Reacting to the government's new 'Border Operating Modelfor Great Britain', the NFU called for a 'level playing field' where EU/UK food imports and exports are concerned, and urged both the UK and EU to work together to agree long-term arrangements as a matter of priority so trade can flow as smoothly as possible while new border infrastructure and systems are put in place.
NFU President Minette Batters said: “Since 1 January the UK’s agri-food sector has been struggling with the additional costs and burdens that moving goods to the EU now entails. It is therefore frustrating that our government is not taking a similar approach to the treatment of imports coming into Great Britain from the EU.
“Our exporters face additional costs and run the risk of financial losses if products are turned back or held up at the border, yet [yesterday’s] announcement means that EU producers will maintain access to the UK market relatively burden-free for a considerable amount of time. It is crucial that we achieve a level playing field with pragmatic checks on imports and exports as quickly as possible.

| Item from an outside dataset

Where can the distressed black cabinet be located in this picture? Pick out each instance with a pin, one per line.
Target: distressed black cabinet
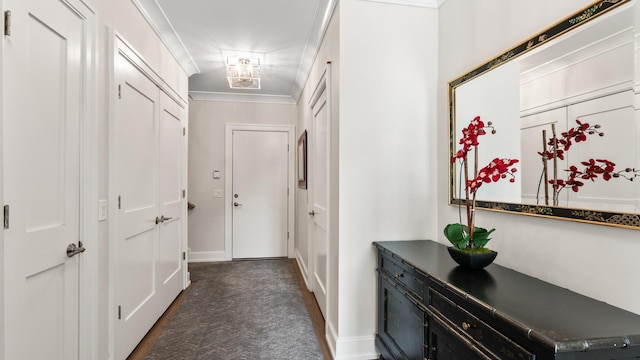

“However, we also recognise that for certain food products this extension is a necessary step to ensure supermarket shelves remain well stocked. For example, there are some fruit and vegetables that can’t be grown in the UK or that won’t be in season or widely available.
“There remains a lot of outstanding issues that we want the UK and the EU to resolve as part of ongoing relationship discussions. More needs to be done to address the burdens on exporters to the EU, including the digitalisation of outdated paperwork requirements for health and organic certificates, and streamlining physical and administrative checks at the border.
“We also need the continued ban on exports of UK seed potatoes to be urgently addressed. In the meantime, while the ban remains in place, our government must set out how it will support the British growers affected.”
Here is a brief outline of the government’s announcement:
- Pre-notification and export health certification for animal products will not be required until 1 October 2021, and for low-risk plant and plant products until 1 January 2022.
- Physical checks at the border will not take place on a range of agri-food products and high-risk plants until 1 January 2022. These will be carried out at Border Control Posts.
- Physical checks on live animals and low-risk plants and plant material will not take place until March 2022. These will be carried out at Border Control Posts.
- The previous Border Operating Model dictated that the new but limited Sanitary and Phytosanitary (SPS) controls, which have been applied to goods imported from the EU including live animals and high priority plants from 1 January 2021, would be expanded from 1 April 2021 to cover administrative requirements. This included pre-notification of imports and health certificates for all products of animal origin, as well as regulated plant and plant materials.
- The EU has applied full SPS controls on UK exports entering its market for all agri-food products.
- Together, fresh fruit and vegetables remains the highest value category for imports of agri-food from the EU, totalling £7.3 billion in 2019.